Old-school black-and-white film photography is a case in point. In the silver-gelatin print world there is limited room for image manipulation. Film can be processed to enhance highlights or deepen shadows. In the darkroom an image can be cropped and the paper exposed longer or shorter under the enlarger. Areas can be “burned” or “dodged” (manually under- or over-exposed in small patches) – Ansel Adams was a master of darkroom technique — and the print can be developed and toned in different ways. Special papers and alternative processes (such as platinum-palladium) can be used. Negatives can even be “sandwiched” to create images not seen through a single camera lens. But that’s about it. The virtually limitless possibilities of digital imaging do not exist with film.

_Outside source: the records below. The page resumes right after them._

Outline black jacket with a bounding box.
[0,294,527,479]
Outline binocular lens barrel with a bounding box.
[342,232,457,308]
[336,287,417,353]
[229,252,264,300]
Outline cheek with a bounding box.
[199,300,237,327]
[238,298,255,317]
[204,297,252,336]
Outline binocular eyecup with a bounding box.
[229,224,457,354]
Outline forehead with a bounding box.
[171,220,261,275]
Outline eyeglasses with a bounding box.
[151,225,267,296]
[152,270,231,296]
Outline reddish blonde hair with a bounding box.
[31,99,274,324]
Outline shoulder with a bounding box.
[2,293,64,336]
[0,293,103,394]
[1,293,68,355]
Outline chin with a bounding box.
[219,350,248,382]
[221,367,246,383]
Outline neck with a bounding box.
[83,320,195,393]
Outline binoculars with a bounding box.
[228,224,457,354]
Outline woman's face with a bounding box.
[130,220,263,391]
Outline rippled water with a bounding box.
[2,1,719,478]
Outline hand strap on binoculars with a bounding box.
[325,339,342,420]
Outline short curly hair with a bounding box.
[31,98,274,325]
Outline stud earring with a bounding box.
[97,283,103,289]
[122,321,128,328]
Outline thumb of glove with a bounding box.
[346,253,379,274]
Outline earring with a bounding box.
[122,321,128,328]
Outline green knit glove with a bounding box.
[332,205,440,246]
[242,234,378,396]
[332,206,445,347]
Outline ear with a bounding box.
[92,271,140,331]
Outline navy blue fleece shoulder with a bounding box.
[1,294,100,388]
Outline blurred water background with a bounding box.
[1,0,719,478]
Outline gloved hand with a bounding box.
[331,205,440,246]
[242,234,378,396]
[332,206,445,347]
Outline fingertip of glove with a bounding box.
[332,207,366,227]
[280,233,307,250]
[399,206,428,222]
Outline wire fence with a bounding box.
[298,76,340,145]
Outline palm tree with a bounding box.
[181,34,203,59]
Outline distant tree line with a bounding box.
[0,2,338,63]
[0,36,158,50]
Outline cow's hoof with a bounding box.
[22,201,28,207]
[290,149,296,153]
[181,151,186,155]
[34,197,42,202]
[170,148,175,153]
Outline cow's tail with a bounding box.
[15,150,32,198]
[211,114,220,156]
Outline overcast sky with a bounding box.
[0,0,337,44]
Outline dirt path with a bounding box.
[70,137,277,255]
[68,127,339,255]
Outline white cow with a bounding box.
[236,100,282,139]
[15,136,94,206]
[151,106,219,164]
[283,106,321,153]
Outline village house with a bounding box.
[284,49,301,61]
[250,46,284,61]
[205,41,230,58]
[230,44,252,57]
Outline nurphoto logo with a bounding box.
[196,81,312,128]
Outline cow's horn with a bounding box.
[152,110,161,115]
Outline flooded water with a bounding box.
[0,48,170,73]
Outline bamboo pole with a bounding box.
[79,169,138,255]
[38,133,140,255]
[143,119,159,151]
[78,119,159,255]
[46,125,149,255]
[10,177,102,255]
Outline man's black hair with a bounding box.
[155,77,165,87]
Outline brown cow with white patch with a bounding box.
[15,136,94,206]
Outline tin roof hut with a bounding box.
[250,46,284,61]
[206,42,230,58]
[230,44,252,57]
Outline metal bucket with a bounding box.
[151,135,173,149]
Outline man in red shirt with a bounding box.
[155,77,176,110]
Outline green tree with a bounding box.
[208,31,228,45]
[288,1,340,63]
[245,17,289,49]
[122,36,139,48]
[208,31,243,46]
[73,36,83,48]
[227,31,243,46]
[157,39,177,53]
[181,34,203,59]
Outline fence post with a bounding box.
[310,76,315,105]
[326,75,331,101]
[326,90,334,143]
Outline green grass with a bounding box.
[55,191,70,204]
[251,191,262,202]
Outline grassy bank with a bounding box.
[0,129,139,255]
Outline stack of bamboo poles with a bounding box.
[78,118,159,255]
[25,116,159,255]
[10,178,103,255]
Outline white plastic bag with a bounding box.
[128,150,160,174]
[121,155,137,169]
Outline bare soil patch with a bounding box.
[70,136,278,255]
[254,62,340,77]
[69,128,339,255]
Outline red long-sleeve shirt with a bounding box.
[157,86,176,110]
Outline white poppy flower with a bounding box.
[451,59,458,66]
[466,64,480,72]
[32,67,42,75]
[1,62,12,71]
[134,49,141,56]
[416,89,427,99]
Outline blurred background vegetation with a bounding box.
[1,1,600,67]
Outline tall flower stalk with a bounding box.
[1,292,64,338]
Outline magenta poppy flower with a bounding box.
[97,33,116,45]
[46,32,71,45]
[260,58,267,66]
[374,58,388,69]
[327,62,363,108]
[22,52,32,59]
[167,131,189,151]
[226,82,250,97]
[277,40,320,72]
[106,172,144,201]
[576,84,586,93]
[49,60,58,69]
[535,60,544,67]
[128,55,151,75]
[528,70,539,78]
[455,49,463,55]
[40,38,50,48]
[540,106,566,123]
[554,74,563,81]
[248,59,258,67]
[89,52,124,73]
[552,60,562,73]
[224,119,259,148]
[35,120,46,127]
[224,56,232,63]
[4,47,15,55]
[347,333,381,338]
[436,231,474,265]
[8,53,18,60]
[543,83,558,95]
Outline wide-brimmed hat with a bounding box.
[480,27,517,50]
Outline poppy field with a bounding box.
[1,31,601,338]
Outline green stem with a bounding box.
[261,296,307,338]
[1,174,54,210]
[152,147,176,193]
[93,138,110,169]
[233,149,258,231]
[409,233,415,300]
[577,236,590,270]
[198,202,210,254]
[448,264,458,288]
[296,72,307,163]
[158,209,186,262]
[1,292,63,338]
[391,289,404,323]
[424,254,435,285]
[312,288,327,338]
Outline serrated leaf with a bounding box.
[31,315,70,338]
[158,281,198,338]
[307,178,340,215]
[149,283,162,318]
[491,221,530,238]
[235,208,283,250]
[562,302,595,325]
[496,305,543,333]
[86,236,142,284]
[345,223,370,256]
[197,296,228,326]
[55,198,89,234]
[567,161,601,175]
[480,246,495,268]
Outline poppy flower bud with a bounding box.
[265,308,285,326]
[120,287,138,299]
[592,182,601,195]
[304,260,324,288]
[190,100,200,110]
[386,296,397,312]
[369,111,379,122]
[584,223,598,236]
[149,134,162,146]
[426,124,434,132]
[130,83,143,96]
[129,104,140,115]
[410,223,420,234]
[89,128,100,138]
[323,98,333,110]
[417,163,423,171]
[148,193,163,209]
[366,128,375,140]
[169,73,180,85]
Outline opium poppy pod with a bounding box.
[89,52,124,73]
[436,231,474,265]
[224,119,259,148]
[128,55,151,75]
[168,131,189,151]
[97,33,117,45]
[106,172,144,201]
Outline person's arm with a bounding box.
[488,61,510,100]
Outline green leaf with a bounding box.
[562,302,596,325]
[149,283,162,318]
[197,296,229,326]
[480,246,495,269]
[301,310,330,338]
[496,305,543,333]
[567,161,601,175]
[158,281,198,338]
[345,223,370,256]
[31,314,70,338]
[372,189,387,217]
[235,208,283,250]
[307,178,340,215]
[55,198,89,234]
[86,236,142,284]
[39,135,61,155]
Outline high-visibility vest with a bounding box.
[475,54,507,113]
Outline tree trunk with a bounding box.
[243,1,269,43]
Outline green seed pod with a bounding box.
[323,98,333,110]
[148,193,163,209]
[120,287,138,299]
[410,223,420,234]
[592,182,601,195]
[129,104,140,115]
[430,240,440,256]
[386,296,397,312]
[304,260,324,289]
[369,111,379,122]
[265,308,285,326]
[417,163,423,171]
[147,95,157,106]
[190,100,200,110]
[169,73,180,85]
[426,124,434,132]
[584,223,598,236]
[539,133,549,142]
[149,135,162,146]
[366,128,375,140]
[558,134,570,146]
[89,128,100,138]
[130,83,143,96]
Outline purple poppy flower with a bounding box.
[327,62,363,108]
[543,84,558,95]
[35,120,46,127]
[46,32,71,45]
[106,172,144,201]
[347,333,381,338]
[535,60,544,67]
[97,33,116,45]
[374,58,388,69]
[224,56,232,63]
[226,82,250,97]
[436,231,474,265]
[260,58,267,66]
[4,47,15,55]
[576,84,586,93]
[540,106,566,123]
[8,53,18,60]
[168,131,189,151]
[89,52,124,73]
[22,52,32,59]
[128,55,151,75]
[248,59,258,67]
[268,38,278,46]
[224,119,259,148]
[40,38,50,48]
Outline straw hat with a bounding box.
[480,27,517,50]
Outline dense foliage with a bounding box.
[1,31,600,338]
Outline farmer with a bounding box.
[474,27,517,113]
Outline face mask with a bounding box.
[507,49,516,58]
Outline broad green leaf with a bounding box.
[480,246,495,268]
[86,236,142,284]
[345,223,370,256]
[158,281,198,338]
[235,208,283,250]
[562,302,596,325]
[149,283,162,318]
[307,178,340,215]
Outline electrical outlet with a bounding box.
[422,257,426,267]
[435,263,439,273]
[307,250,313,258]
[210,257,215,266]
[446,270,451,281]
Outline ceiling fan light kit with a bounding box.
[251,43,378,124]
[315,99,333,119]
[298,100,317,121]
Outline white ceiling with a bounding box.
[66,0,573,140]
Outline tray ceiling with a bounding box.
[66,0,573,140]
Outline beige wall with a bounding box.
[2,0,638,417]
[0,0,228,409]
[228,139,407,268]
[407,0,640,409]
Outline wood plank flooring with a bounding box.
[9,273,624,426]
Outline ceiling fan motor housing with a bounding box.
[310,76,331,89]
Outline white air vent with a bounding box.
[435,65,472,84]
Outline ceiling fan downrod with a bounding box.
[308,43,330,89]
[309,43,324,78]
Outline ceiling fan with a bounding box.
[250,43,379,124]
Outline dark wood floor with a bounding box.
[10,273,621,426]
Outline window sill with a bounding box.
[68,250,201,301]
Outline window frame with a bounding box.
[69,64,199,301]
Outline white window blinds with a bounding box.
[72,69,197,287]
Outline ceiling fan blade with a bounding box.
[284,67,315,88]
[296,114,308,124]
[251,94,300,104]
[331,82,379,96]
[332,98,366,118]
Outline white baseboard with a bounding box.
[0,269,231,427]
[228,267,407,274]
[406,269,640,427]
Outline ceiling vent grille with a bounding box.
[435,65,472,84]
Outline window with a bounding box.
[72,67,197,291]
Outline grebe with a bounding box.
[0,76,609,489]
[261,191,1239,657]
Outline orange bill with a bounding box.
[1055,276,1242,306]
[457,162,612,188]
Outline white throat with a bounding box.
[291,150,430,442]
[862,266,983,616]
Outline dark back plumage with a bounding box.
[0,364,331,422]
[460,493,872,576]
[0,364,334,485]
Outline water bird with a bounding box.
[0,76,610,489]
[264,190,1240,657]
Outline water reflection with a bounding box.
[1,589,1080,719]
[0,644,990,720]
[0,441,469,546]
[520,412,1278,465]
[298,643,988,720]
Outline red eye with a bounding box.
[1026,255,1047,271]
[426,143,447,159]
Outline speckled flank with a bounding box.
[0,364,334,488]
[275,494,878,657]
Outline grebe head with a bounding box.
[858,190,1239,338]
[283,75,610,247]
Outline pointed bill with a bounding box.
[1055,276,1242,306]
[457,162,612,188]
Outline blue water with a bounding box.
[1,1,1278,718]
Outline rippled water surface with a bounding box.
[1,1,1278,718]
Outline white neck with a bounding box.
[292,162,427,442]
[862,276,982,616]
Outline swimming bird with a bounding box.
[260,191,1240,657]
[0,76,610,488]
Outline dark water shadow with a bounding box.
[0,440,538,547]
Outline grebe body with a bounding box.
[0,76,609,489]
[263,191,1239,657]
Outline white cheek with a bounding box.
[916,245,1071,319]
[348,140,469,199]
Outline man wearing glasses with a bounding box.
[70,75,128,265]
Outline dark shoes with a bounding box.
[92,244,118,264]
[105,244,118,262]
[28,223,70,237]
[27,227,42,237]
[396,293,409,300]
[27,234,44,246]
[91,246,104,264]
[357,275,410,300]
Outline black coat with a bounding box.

If the image is not compelling from the outset, and if the negative is not properly exposed and processed, the printing process may not be able to rescue it from the dust-heap of unremarkable photos.
Landscape photography raises the bar higher. Without motion to capture, without a human form to animate the “pure” elements of line and light, landscape imagery risks becoming static and repetitive (even if not repeated 500 times!). Henri Cartier-Bresson famously spoke of the “decisive moment” in photography, when the release of a camera shutter captures the essence of a moving, dynamic scene. But is there a “decisive moment” in landscape photography?
For me that moment is one of visual harmony, when light and subject-matter resonate, when the elements of a view come into symmetry and balance, even if only for an instant, to create a compelling and distinctive image that I can critically claim as my own. I have been fortunate to have a camera in hand at the right time and place a few dozen times over the course of thirty years of “serious” picture-taking. The circumstances are often accidental. But the accidental image is itself an honorable theme in landscape photography. One of the greatest examples of American landscape photography, Ansel Adams’s “Moonrise, Hernandez, New Mexico”, arose by chance. Driving down the road in 1941, Adams saw the scene and quickly set up his bulky view camera on top of his car. He had time to shoot only one negative, calculating exposure in his head without benefit of a light meter. He later called it an “inevitable photograph.”
The twelve-shot film rolls in my nearly fifty-year-old Hasselblad provide a bit more latitude to “bracket” exposures, but the process is still slow and cumbersome. The camera is heavy and entirely mechanical. A separate light meter is required. I ordinarily shoot with a red filter, which boosts contrast but darkens the scene and so requires further aperture adjustment based on the initial meter readings. Mostly I cross my fingers and hope for the best: that I have found a workable exposure, that the film is not spoiled during development, that the negative does not get scratched or discolored, that the print survives the developing-fixing-washing-drying-flattening process without mishap and still conveys an image that resembles what I originally saw through the lens. And if all goes well, with luck and proper alignment of the stars, the final photo might be a thing of beauty — for me (as for the poet John Keats) a “joy for ever”.
So I yearn for visual pleasure, and hope to convey it through my pictures. These attempts to capture the beauty of the landscape world are my great joy.